The lines weren't random.

They were footsteps.

I stepped forward.

Carefully.

My foot landed where two lines converged, pressure dispersing rather than focusing.

Nothing happened.

Step by step, I moved through the formation, sweat soaking my clothes, heart pounding not with fear but concentration. Time lost meaning. The blades trembled, but did not activate.

One mistake meant death.

Finally, I reached the far end.

The blades retracted, sinking back into stone.

I exhaled.

"…Passed."

*****

Beyond lay a simple chamber.

No treasure.

No gold.

Just a pedestal.

And atop it—a book.

Old. Leather cracked with age. Its cover bore a single symbol: a vertical stroke split by lightning.

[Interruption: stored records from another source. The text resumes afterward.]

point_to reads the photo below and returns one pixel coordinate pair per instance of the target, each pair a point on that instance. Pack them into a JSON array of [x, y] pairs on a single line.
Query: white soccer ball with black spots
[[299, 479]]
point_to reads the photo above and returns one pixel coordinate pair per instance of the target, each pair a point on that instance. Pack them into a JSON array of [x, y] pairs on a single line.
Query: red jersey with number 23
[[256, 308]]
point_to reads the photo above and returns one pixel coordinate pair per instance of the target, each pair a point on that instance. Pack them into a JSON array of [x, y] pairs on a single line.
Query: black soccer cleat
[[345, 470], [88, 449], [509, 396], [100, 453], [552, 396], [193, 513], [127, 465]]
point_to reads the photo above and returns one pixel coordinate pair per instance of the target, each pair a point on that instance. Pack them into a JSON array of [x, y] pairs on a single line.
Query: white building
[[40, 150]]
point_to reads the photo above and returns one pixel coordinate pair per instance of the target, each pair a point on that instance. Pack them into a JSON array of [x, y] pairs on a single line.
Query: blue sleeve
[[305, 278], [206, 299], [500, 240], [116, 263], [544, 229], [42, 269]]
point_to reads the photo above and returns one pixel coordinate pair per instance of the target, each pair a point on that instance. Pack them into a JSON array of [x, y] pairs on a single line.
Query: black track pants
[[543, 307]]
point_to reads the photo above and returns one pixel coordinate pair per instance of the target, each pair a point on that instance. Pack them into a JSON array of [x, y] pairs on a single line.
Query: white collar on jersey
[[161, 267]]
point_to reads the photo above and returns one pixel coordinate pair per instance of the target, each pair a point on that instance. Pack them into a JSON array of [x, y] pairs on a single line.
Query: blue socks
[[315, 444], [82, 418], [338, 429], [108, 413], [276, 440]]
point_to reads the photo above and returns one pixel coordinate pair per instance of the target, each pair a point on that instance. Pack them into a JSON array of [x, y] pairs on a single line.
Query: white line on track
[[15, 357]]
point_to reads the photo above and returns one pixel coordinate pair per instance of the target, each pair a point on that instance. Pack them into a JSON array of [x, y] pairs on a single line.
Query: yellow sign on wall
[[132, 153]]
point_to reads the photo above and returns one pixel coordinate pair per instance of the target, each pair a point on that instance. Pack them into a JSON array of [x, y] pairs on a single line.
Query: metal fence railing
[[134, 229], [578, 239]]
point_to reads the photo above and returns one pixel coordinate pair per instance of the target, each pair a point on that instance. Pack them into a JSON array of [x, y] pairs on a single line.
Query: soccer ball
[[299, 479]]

"Judgement of Heaven," I whispered.

The moment I touched it—

Pain exploded through my arm.

I dropped to one knee as images flooded my mind: storms tearing the sky apart, a lone figure standing against the heavens, blade raised not in prayer—but defiance.

A voice echoed.

Not sound.

Meaning.

Do you seek power?

"No," I said hoarsely. "I seek a path."

Will you kneel before the sky?

"No," I replied, teeth clenched. "I'll cut it if I have to."

Silence.

Then the book disintegrated into light, dissolving into my mind.

Stances. Principles. Intent.

Not power.

Direction.

I laughed weakly.

"…You're a pain in the ass," I muttered. "But I like you."

Outside, thunder rolled faintly across a cloudless sky.

Somewhere far above, the heavens listened.

And for the first time—

I had taken a step toward cutting them.